Scheme by Steel Partners to Destroy Business of Point Blank Solutions Revealed in Investigation by Jeffrey R. Brooks

Caused Loss of Hundreds of Millions of Dollars of Shareholder Value

Investors Call for Shareholder Meeting

Aug 17, 2015, 06:00 ET from Jeffrey R. Brooks

WILMINGTON, Del., Aug. 17, 2015 /PRNewswire/ -- Jeffrey R. Brooks filed Saturday, by and through his counsel Christopher D. Loizides of Loizides, P.A., his Memorandum of Law in Opposition to SS Body Armor I, Inc.'s (the "Debtor") Motion for a Preliminary Injunction.

Following formal demand on the Debtor's Board of Directors, on April 6, 2015, Jeffrey Brooks filed an action with the Delaware Court of Chancery to compel the Debtor to convene an annual meeting of shareholders.

Jeffrey Brooks commenced the Chancery Case to have an independent board appointed to investigate and pursue causes of action against Steel Partners II, L.P. and affiliated entities and individuals for acts taken when Steel controlled the Debtor.  Jeffrey Brooks' investigation has revealed that, following a failed bid by Steel to buy the Debtors in 2007, Steel allegedly took control of the Debtor in 2008 with the intention of driving the Debtor into bankruptcy so that Steel could acquire the Debtor's assets at a huge discount.  In connection with that effort, Steel caused the Debtor to enter into unfavorable transactions with Steel-owned companies, resulting in sub-standard products at substantially higher costs to the Debtor.  Steel also caused the Debtor to pay many millions of dollars to Steel-affiliated professionals in connection with Steel's efforts.  The result was the destruction of the Debtor's business and the loss of possibly hundreds of millions of dollars of shareholder value.

The Debtor was once the nation's leading manufacturer of bullet-resistant vests.  As a component of the scheme by Steel, product quality issues were allegedly caused intentionally by the Debtor's management (as corroborated by witness statements), setting into motion a cash and liquidity crisis and ultimately leading to bankruptcy.

In 2011, the Debtor sold its assets to a Sun Capital affiliate for approximately $36 million.  The reported and ongoing costs of the bankruptcy, as caused by Steel, amount to a cost to the Debtor—a cost to all equity holders—many millions of dollars greater than the fire sale proceeds realized by the voluntary sale of the Debtor's assets.  In 2014, under the management of Sun Capital, Point Blank's revenues reached approximately $250 million, up nearly $100 million from two years prior.

The Board is beholden to Steel because the three Board members are Steel nominees as no shareholder meeting has been held for more than five years—that is, since prior to bankruptcy.
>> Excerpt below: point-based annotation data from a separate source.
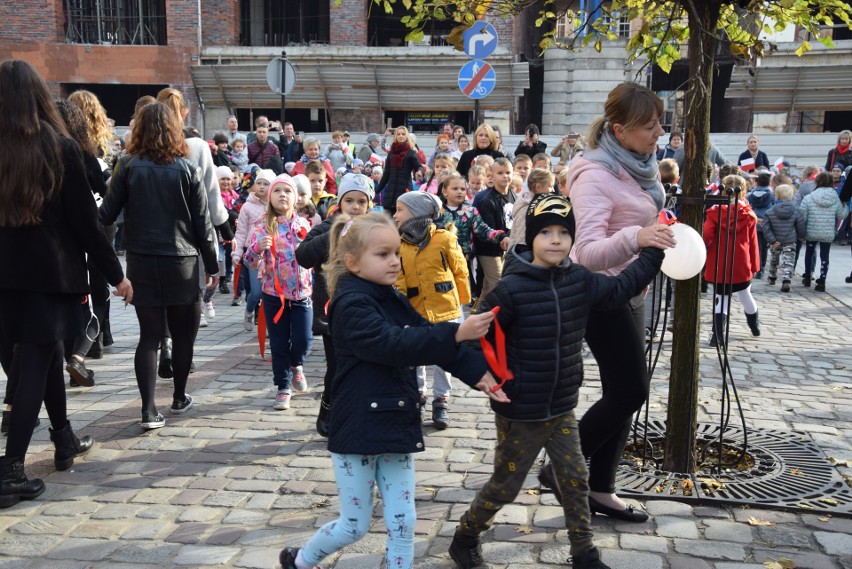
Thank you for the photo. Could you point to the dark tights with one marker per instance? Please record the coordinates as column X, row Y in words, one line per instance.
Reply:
column 41, row 365
column 618, row 347
column 183, row 324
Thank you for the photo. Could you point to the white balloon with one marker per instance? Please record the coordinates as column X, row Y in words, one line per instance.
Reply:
column 687, row 257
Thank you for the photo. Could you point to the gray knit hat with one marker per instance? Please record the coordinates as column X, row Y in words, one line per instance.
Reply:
column 421, row 204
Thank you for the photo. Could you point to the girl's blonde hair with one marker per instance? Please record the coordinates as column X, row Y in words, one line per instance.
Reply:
column 271, row 225
column 353, row 243
column 735, row 182
column 628, row 104
column 539, row 177
column 407, row 136
column 785, row 192
column 97, row 123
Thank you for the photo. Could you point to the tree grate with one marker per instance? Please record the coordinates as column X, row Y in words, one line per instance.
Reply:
column 790, row 472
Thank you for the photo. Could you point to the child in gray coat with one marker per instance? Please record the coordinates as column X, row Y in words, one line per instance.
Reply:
column 779, row 228
column 819, row 215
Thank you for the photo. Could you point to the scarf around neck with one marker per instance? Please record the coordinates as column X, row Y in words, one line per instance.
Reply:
column 641, row 167
column 399, row 150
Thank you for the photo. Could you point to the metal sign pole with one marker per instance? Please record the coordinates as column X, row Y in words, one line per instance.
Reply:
column 283, row 83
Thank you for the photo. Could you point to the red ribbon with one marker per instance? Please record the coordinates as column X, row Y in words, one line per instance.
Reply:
column 498, row 362
column 278, row 287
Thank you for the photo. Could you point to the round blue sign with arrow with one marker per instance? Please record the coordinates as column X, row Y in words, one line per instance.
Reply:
column 480, row 40
column 477, row 79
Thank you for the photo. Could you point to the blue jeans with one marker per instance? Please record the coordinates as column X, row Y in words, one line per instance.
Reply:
column 356, row 475
column 289, row 339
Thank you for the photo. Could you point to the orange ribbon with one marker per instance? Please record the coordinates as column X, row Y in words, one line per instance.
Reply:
column 498, row 362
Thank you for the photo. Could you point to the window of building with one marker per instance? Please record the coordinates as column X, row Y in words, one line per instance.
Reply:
column 283, row 23
column 115, row 22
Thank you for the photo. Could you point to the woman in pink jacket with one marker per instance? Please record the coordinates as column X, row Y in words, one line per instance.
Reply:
column 616, row 194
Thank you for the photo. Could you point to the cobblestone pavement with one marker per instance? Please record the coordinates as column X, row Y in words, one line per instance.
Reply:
column 232, row 481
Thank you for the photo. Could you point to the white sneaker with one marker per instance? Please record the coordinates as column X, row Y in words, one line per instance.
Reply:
column 299, row 383
column 282, row 400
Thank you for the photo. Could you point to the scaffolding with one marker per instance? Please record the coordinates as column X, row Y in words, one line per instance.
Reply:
column 115, row 22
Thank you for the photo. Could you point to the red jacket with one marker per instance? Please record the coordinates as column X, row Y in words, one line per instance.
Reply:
column 744, row 252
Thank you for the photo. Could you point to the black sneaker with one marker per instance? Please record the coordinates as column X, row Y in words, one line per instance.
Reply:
column 287, row 557
column 181, row 407
column 588, row 560
column 79, row 373
column 152, row 422
column 467, row 552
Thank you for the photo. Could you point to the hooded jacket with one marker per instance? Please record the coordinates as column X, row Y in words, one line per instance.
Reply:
column 379, row 339
column 779, row 223
column 543, row 312
column 819, row 214
column 295, row 280
column 761, row 199
column 434, row 276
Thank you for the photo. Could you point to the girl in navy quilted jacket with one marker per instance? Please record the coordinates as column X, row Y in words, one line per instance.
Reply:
column 375, row 416
column 286, row 287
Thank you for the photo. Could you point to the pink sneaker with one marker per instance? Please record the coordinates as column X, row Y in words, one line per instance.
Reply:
column 299, row 383
column 282, row 401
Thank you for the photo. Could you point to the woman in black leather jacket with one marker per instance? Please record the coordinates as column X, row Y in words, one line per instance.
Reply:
column 166, row 226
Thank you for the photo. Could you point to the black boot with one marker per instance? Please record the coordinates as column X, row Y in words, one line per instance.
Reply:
column 719, row 322
column 440, row 416
column 164, row 370
column 753, row 323
column 466, row 551
column 14, row 485
column 589, row 560
column 68, row 446
column 323, row 416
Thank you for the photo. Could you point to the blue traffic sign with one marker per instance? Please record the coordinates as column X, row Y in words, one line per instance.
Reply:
column 477, row 79
column 480, row 40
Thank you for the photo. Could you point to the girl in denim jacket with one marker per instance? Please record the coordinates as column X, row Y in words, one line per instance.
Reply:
column 286, row 287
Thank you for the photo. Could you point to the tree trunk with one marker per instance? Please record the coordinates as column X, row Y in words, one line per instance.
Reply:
column 681, row 422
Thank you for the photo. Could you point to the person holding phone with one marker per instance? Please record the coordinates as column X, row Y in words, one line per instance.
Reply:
column 530, row 145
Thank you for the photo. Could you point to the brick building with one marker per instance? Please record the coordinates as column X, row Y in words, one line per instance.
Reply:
column 354, row 69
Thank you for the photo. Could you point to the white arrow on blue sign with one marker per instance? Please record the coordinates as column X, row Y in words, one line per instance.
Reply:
column 480, row 40
column 477, row 79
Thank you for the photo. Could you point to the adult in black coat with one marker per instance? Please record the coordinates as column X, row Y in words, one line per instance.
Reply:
column 484, row 142
column 401, row 165
column 48, row 223
column 531, row 145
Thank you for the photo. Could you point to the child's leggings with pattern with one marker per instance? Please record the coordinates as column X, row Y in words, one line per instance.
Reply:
column 356, row 475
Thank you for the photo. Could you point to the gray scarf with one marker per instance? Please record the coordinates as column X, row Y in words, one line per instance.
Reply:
column 641, row 167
Their loyalty is to Steel because they were on the Board when much of the alleged illicit conduct took place.

At least two other investors have also requested a shareholder meeting.  Jeffrey Brooks understands that only an independent board will be acceptable to other shareholders.  He is requesting that a board free from conflicts that burden the existing board be appointed.  It will be the new and independent board that will evaluate the claims against Steel.

On July 22, 2015, the Debtor filed its amended proposed plan of liquidation.  The Plan contains broad Debtor and third-party release and exculpation provisions, including of all of the members of Debtor's management and the existing Board.  A confirmation hearing on the Plan has been set for November 9-10, 2015.

Jeffrey Brooks expects to object to the Plan on grounds including the Plan releases and the continuing control of the Debtor by existing management.  The fact that Jeffrey Brooks opposes this particular Plan—or to be more precise—certain provisions in this particular Plan—does not mean that Jeffrey Brooks is opposed to confirmation of any plan. Any plan of reorganization should, at a minimum, enfranchise shareholders, place neutral fiduciaries in charge of the Debtor, and not release estate causes of action against current management, Steel and others.  So long as existing management is in control of the plan process, however, they will assure that they remain in control despite the interests of shareholders and that they and others will benefit from the plan release provisions to the detriment of the creditors and all equity holders.